El primer monasterio románico de España está en Cataluña: una abadía entre montañas donde nació el arte medieval catalán
Entre el Mediterráneo y los Pirineos, Sant Pere de Rodes no solo marcó un antes y un después en la arquitectura medieval, explicó cómo empezó todo.

Antes de que el románico se extendiera por media Europa, antes de que los monasterios se convirtieran en centros de poder cultural y espiritual, hubo un lugar que lo ensayó todo por primera vez. Está en el Alt Empordà, colgado sobre el golfo de León, y no se parece a ningún otro., os lo garantizo. Y es que, Sant Pere de Rodes impresiona profundamente porque es ahí donde nació una manera nueva de construir, de rezar y de entender el paisaje.
Llegar hasta la abadía no es tan fácil como puede parecer, pues el camino se retuerce entre montañas secas, con la desventaja de un fuerte viento, pero con la alegría de unas impresionantes vistas abiertas al mar. Cuando aparece el monasterio, la sorpresa está asegurada.
Pionero en el románico europeo
Este espectacular monasterio está considerado el primer gran monasterio románico de Cataluña y uno de los más tempranos de la península ibérica, construido nada más ni nada menos que hace once siglos, entre los siglos X y XI. Su iglesia rompió con todo lo anterior e introdujo bóvedas de cañón, pilares compuestos, arcos torales y una concepción espacial completamente románica, cuando todavía convivían estilos anteriores. Es un ejemplo claro de la experimentación. Y lo que se construyó sirvió de modelo para otros monasterios catalanes posteriores.

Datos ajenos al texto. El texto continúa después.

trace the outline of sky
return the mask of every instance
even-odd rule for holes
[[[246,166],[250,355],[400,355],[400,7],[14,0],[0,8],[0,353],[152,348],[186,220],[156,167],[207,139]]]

¿El resultado? Una iglesia monumental, sobria, elevada, con una verticalidad poco habitual en su tiempo y con el románico.
Una abadía poderosa en plena Edad Media
Pero este monasterio no es solo bonito, pues durante los siglos XI y XII, Sant Pere de Rodes fue uno de los monasterios más influyentes del noreste peninsular. Dependía directamente de Roma, lo que le otorgaba independencia frente a obispos y señores locales. Esa autonomía se tradujo, para sorpresa de nadie, en poder económico, control territorial y prestigio religioso. Fue también un importante centro de peregrinación, especialmente por la veneración de reliquias, algo habitual en la Edad Media para atraer fieles y rentas. La comunidad monástica gestionaba tierras, caminos y relaciones comerciales en un enclave clave entre el interior y la costa.

Fusión de arquitectura y paisaje
Uno de los grandes aciertos de Sant Pere de Rodes es su relación con el entorno. Parece como si su destino hubiese sido el de emplazarse ahí; todo fusiona de una forma sorprendente. Desde ahí arriba, la vista alcanza el Cap de Creus, el Mediterráneo y los valles del Empordà. La orientación del templo, la disposición del claustro y la elección del emplazamiento responden tanto a criterios simbólicos como prácticos. Pero cuando uno está ahí solo puede pensar que responde a una lógica humana; la de construir monumentos increíbles en lugares espectaculares.

Del abandono a la recuperación
Pero no todo iba a ser bonito, y es que a partir del siglo XVII comenzó su decadencia. El traslado de la comunidad, los saqueos y el abandono convirtieron el monasterio en una ruina progresiva. Durante décadas fue cantera de piedra y refugio ocasional. La recuperación llegó en el siglo XX, con campañas de restauración que permitieron leer el edificio sin demasiados añadidos. ¡Y menos mal! El trabajo que hicieron es francamente admirable.

Sant Pere de Rodes es una maravilla que solo se comprende del todo cuando se visita. Un lugar en el que el románico dejó de ser una transición y se convierte en lenguaje propio. Puede que no sea el monasterio más visitado de España, pero sí uno de los más importantes para comprender cómo empezó el arte medieval en Cataluña. Y un lugar maravilloso para conectar con la naturaleza y, más importante, contigo mismo.